Crude oil tanker cars continue to burn at the site of an oil train derailment Tuesday, Dec 31, 2013, in Casselton, N.D. The train carrying crude oil derailed and exploded on Monday. (AP Photo/Bruce Crummy)

CASSELTON, N.D. — A southeastern North Dakota town narrowly escaped tragedy when a train carrying crude oil derailed and exploded nearby, the mayor said Tuesday, calling for changes in how the fuel is transported across the nation.

No one was hurt in the derailment on Monday of the mile-long train that sent a great fireball and plumes of black smoke skyward about a mile from the small town of Casselton. The fire had been so intense as darkness fell that investigators couldn't get close enough to count the number of burning cars. The National Transportation Safety Board started an investigation.

Most residents heeded a recommendation to evacuate their homes as strong winds blew potentially hazardous, acrid smoke toward the town overnight, Mayor Ed McConnell said. Black soot coated parts of Casselton.

“I drove in this morning and looked like most people had left. There weren't a lot of lights on,” McConnell said.

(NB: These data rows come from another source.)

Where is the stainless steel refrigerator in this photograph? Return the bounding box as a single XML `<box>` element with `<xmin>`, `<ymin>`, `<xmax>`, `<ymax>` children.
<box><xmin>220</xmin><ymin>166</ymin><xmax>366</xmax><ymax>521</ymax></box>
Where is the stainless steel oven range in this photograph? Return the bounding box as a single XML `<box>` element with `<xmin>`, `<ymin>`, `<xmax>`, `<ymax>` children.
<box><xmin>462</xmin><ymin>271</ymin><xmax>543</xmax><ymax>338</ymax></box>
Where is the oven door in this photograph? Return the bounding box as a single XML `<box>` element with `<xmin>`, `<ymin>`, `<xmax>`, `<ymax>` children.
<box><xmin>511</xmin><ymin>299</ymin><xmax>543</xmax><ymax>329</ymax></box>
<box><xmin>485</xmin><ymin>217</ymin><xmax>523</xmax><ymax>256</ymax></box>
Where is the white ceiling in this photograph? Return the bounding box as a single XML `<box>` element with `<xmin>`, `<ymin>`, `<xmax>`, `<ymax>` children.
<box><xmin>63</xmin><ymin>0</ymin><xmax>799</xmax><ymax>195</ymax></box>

The North Dakota Department of Health warned that exposure to burning crude could cause shortness of breath, coughing and itching and watery eyes. It had said those in the vicinity with respiratory conditions such as asthma, bronchitis or emphysema should minimize outdoor activity.

As the wrecked tankers continued to smolder on Tuesday, Cass County Sheriff's Sgt. Tara Morris said a contractor hired by the railroad was testing air quality. Readings indicated improvements but authorities aren't yet prepared to “give the all-clear,” Morris said.

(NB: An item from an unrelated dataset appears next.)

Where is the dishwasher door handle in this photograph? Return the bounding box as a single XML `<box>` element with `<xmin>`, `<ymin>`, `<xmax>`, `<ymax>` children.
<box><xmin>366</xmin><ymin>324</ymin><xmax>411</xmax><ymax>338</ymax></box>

McConnell estimated that dozens of people could have been killed if the derailment had happened within the town. He said it is time to “have a conversation” with federal lawmakers about the dangers of transporting oil by rail.

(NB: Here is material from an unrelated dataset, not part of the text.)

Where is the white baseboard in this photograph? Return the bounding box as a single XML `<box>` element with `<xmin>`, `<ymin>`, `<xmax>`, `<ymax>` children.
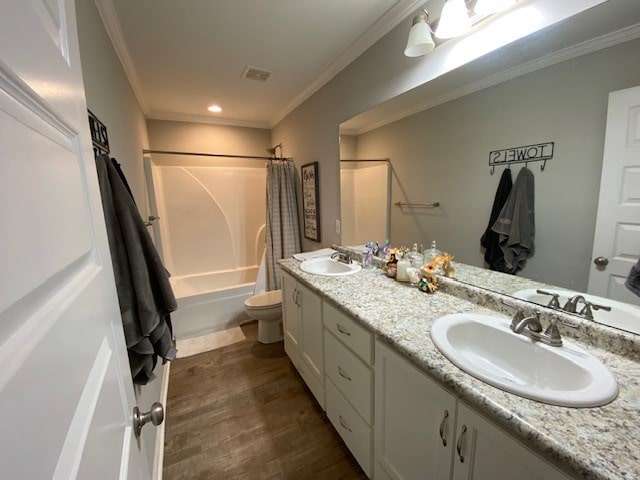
<box><xmin>152</xmin><ymin>360</ymin><xmax>171</xmax><ymax>480</ymax></box>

“There have been numerous derailments in this area,” he said. “It's almost gotten to the point that it looks like not if we're going to have an accident, it's when. We dodged a bullet by having it out of town, but this is too close for comfort.”

A train carrying crude from North Dakota's Bakken oil patch crashed in Quebec last summer, bursting into flames and killing 47 people.

Shipping oil by pipeline has to be a safer option, McConnell said.